Uncensored and emotionally raw,  my diary contained my secrets, my loves, my heartbreaks, my fury, my thoughts, my fears. It was a conversation with myself or perhaps more to the point, with my psyche. The compunction to keep a diary had less to do with self-importance or that I was recording anything remarkable.  It was a simple chronicle of my day to day experience as an adolescent coming of age in the 1970's.  Even that makes the process sound too lofty and purpose- driven.
Whatever the drive to write, it stayed with me. The little paisley books were replaced with various journals. Some with lines. Others blank. Some spiral-bound. Others with colorful covers and quotes.  Shelves full of them. My life is an open book.
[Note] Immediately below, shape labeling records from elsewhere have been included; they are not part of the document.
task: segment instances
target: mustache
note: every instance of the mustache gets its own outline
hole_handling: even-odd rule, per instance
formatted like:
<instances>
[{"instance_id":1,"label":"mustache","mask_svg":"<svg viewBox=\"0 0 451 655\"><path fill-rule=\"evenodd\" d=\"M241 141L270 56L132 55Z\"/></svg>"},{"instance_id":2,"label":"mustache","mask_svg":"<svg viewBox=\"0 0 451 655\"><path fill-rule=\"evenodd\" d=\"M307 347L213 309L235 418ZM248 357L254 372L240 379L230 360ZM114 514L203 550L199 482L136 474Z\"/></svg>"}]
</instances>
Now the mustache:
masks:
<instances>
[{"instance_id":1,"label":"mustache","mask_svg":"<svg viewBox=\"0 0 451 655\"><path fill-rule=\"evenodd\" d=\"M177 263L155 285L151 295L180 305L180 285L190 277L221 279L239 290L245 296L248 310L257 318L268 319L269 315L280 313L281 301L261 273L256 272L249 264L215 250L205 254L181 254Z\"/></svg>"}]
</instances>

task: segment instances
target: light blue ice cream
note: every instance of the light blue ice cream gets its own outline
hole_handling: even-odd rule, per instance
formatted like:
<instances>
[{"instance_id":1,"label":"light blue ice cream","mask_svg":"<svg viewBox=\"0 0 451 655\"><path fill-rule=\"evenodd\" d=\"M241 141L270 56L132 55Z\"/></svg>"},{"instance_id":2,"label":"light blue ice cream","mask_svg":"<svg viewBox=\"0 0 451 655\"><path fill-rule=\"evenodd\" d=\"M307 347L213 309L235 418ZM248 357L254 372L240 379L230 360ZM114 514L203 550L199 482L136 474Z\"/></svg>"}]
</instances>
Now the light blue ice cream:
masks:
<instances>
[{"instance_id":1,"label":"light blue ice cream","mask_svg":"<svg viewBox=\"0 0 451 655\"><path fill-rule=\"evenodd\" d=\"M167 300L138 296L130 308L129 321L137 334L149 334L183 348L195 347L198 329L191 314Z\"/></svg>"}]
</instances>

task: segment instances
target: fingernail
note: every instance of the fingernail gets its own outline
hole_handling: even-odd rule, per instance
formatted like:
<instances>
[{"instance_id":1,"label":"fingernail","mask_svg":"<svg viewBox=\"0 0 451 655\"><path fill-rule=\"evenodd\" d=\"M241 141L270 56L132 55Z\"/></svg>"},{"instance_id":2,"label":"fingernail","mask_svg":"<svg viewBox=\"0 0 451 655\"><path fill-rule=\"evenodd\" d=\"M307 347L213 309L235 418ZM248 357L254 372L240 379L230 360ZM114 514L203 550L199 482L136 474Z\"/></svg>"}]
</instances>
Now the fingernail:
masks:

Blogging, while not as uncensored as the pages of my personal journals, is an extension of that process. The pen, replaced by the keyboard, still unlocks insights, ideas, and feelings undiscovered, unexpressed - leading to a deeper understanding of myself.
It is a familiar act that brings with it a sense of well being.
So why have I stayed away from it recently?
Well for one thing, my computer blew up.
Fortunately, my trusty pen and newest journal (a gift from my sister-in-law) served as an outlet for my venting and spewing  just like in the days of my adolescence.
But in truth, sometimes our day in and day out experiences are so overwhelming that writing about them is the last thing you want to do.
Now that there is a light at the end of the tunnel I have emotional space to process my experience and to reflect on it.  When you are in the thick of it, sometimes it takes too much energy to even turn on the computer or to pick up the pen.
The fact that I've figured out how to write on my blog using an iPad instead of a computer is a sign of my recovery.  This hasn't been an easy task.  The touch pad drove me crazy until I discovered a little keyboard that can be attached to the iPad making it a mini-computer-like experience. I still have to point at the screen when I make a mistake which is annoying.   I find myself pointing to the monitor attached to my desk-top computer at school trying to get it to do something until I remember to use the mouse.  Such is the new technology.  At least I'm back to the page!
Writing is like an old friend.  I've missed it and it feels good to be back.